新人にはていねいに見る習慣をつけさせて、しつこく修正の指示を出す。それでも字姿が定まらないときは、各漢字の要点を手で書いて示し、できるかぎり自分で直させる。ニュアンスの部分で、どうしても雰囲気がしっくりこない場合のみ、本人の目の前で修正を行なう。急がば回れとはこのことで、実はこれがいちばん合理的。私もそうやって教わった。10代のデッサンも、20代のタイプデザインも

明けがた目が覚めて、武蔵美に送らなければいけないテキストがあったことを思い出し、冷やりとした。締め切りは明日まで。学生の作品を見直し、短いコメントを書いて送る。学内展示が楽しみだ。遅い昼をとって、午後から書体制作とデザインチェック。
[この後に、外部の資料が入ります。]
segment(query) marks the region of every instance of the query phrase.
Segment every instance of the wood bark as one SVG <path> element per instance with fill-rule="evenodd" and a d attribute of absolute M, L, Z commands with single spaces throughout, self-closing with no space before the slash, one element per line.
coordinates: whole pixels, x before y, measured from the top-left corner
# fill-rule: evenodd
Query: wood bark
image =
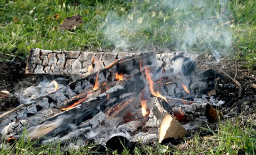
<path fill-rule="evenodd" d="M 25 73 L 81 77 L 97 71 L 117 59 L 125 60 L 140 54 L 140 53 L 95 53 L 35 49 L 30 51 Z M 188 75 L 194 70 L 195 63 L 183 55 L 183 52 L 174 52 L 156 54 L 155 58 L 157 66 L 166 71 L 166 76 L 173 76 L 174 72 L 181 73 L 181 68 L 184 74 Z M 91 71 L 88 69 L 90 65 L 93 66 Z"/>
<path fill-rule="evenodd" d="M 42 113 L 45 113 L 44 112 L 49 109 L 57 108 L 61 112 L 60 109 L 65 107 L 70 103 L 70 100 L 68 100 L 85 92 L 86 93 L 88 90 L 92 90 L 97 75 L 99 76 L 99 85 L 107 81 L 115 81 L 114 74 L 118 70 L 123 71 L 127 75 L 132 75 L 133 76 L 126 82 L 124 88 L 127 92 L 139 91 L 142 87 L 144 86 L 144 83 L 142 81 L 140 82 L 140 70 L 137 62 L 142 60 L 145 65 L 150 68 L 156 65 L 154 58 L 155 55 L 154 53 L 141 53 L 130 59 L 116 61 L 106 66 L 105 68 L 100 69 L 98 72 L 91 73 L 77 79 L 66 87 L 60 88 L 48 95 L 33 100 L 31 103 L 22 105 L 12 111 L 2 113 L 0 116 L 0 130 L 9 123 L 16 120 L 26 119 L 28 117 L 31 119 L 30 125 L 37 123 L 38 121 L 42 121 L 42 120 L 45 120 L 49 117 L 48 115 L 43 115 L 45 117 L 41 117 Z M 134 78 L 137 79 L 135 80 Z M 41 114 L 39 115 L 40 113 Z M 39 118 L 36 117 L 38 115 L 40 116 Z"/>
フォントの仕様を決めるにあたって、組版エンジンの不可解な動きに翻弄されている。アプリ側がおかしな解釈をしているのはあきらかなのだが、過去のデータとの互換性を考えると、その解釈が訂正される可能性は低そうだ。デジタルフォントと組版アプリにまつわる歴史的な負の遺産の根は深い。

書体づくりの合間あいまに軽い打ち合わせ。文章チェックと文案づくり。検討すべき事柄多し。人脈づくりは後回し。
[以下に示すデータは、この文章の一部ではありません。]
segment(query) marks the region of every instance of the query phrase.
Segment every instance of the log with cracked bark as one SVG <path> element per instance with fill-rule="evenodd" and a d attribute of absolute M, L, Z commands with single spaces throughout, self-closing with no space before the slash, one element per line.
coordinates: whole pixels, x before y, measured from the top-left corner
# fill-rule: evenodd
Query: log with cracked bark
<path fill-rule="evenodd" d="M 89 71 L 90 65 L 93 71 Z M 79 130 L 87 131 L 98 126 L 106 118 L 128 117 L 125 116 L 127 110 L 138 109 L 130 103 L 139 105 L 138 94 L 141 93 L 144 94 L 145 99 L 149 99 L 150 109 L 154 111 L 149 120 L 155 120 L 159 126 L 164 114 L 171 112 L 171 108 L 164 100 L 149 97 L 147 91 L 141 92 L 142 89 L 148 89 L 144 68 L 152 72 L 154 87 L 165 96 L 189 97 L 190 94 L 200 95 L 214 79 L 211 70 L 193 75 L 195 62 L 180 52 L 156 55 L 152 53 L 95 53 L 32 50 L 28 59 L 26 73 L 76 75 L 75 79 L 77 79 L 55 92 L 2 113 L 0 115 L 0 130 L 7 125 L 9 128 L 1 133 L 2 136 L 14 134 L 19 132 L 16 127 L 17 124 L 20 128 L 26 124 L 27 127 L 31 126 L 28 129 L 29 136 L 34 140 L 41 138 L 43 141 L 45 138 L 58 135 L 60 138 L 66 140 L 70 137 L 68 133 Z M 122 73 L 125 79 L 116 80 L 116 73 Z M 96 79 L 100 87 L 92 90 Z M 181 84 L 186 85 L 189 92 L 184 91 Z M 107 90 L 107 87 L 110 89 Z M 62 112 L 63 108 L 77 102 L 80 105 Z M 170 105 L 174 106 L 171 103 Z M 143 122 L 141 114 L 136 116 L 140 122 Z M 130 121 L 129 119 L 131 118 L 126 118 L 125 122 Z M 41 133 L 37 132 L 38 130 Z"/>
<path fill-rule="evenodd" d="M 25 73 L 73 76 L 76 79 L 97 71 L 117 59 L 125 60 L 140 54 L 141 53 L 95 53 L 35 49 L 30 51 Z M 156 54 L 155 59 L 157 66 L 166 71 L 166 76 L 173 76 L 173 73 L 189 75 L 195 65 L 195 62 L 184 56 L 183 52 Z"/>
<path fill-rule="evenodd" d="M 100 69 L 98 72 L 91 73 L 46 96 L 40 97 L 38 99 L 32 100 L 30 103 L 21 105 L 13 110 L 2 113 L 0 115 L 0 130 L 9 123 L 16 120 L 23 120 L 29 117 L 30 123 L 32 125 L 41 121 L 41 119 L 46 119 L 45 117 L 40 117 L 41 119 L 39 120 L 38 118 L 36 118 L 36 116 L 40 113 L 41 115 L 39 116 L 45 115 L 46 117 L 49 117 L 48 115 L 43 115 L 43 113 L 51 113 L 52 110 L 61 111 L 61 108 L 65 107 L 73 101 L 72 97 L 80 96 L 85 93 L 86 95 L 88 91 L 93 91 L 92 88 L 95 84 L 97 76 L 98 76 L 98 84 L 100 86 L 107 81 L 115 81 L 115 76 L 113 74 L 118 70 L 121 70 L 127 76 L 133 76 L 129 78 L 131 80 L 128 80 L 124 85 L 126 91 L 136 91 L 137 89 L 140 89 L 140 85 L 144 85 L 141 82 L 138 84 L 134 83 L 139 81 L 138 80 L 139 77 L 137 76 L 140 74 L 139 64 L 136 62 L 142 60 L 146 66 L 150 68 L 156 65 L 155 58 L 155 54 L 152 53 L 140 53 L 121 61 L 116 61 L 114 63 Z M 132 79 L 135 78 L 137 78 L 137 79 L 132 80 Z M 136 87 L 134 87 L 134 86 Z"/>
午前中は漢字制作、午後から定例ミーティング、諸々打ち合わせなど。慌ただしく過ぎるなかにも、それぞれ意味のある事柄だけに、張りのある時間だと感じられる。就寝前に柔軟体操と腕立て伏せをやって体調維持につとめる。

『情熱大陸』を観ていると、作り手としてもっとも刺激を受けるのは、料理人である場合が多い。食という人間の本性にかかわる職業だけに、生半可な取り組みではお客さんを喜ばせることはできない。まっすぐな好奇心、ひたむきな探究心、むきだしの闘争心など、自分の及ばなさ加減を知る格好の対象でもある。
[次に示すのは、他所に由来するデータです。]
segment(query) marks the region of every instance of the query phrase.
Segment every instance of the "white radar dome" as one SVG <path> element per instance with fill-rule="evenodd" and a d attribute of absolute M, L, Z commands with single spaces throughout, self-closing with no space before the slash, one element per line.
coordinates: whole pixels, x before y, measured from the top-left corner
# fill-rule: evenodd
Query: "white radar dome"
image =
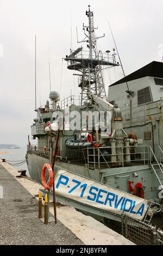
<path fill-rule="evenodd" d="M 52 101 L 58 101 L 59 100 L 59 94 L 55 91 L 55 90 L 52 90 L 52 92 L 50 92 L 49 94 L 49 99 Z"/>

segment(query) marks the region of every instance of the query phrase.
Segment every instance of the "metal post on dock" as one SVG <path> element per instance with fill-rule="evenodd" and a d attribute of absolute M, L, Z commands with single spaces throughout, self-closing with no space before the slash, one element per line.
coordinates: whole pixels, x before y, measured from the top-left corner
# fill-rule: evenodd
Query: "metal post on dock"
<path fill-rule="evenodd" d="M 39 192 L 39 218 L 42 218 L 42 194 L 41 192 Z"/>
<path fill-rule="evenodd" d="M 48 223 L 48 197 L 45 194 L 45 212 L 44 212 L 44 223 L 47 224 Z"/>

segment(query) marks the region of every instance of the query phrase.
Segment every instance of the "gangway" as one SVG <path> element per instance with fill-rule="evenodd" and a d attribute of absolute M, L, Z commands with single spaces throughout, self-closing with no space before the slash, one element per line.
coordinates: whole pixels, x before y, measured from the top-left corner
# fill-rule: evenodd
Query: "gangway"
<path fill-rule="evenodd" d="M 162 206 L 155 202 L 140 198 L 59 167 L 55 166 L 56 169 L 58 169 L 55 177 L 56 202 L 65 205 L 118 222 L 121 222 L 121 215 L 125 213 L 149 224 L 154 214 L 161 211 Z M 41 188 L 40 191 L 43 197 L 48 193 L 49 200 L 53 201 L 52 189 L 48 191 Z"/>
『テクニウム』を読み終えて、午後から書体制作。テクノロジーと人は、さらに共生の度合いを深めていくのはまちがいないが、人間以外の生き物にとっては迷惑な話だろう。平行して読みはじめた『バイオフィリア』のめくるめく生態系のなかに、テクノロジーの居場所を見つけるのはむずかしい。人間と共存しつつ、さらには自律的な振るまいを目指す機械に、多様な生物との共生は可能だろうか。人のからだはたやすく土に還っても、からだに埋め込まれたチップは食べ残されそうだ。微生物に好まれる素材を選ぶか、分解するナノテクを駆使するか。その気にさえなればハードルは高くない。「自律」の意味はそこにある。自然からの要請はないだろうから。

目指してきた方向はこれで良かったんだなと思える出来事が少しずつ増えている。準備万端とはいえないが、さまざまな要望に応える用意は整いつつある。今後さらなる蓄積と研鑽に努め、応用と革新に至る道すじを明らかにしていきたい。

午前中にスケジュールの詳細について打ち合わせをおこなう。師走に向けて慌ただしくなってきた。半日漢字制作。

ここからがほんとの勝負。ずっとそう思ってやってきたけど、このさき打つ手の一つひとつが重要すぎて心がふるえる。仕込みと仕組みが連動しなければ効果はうすいし、仕掛けだけでは長続きしない。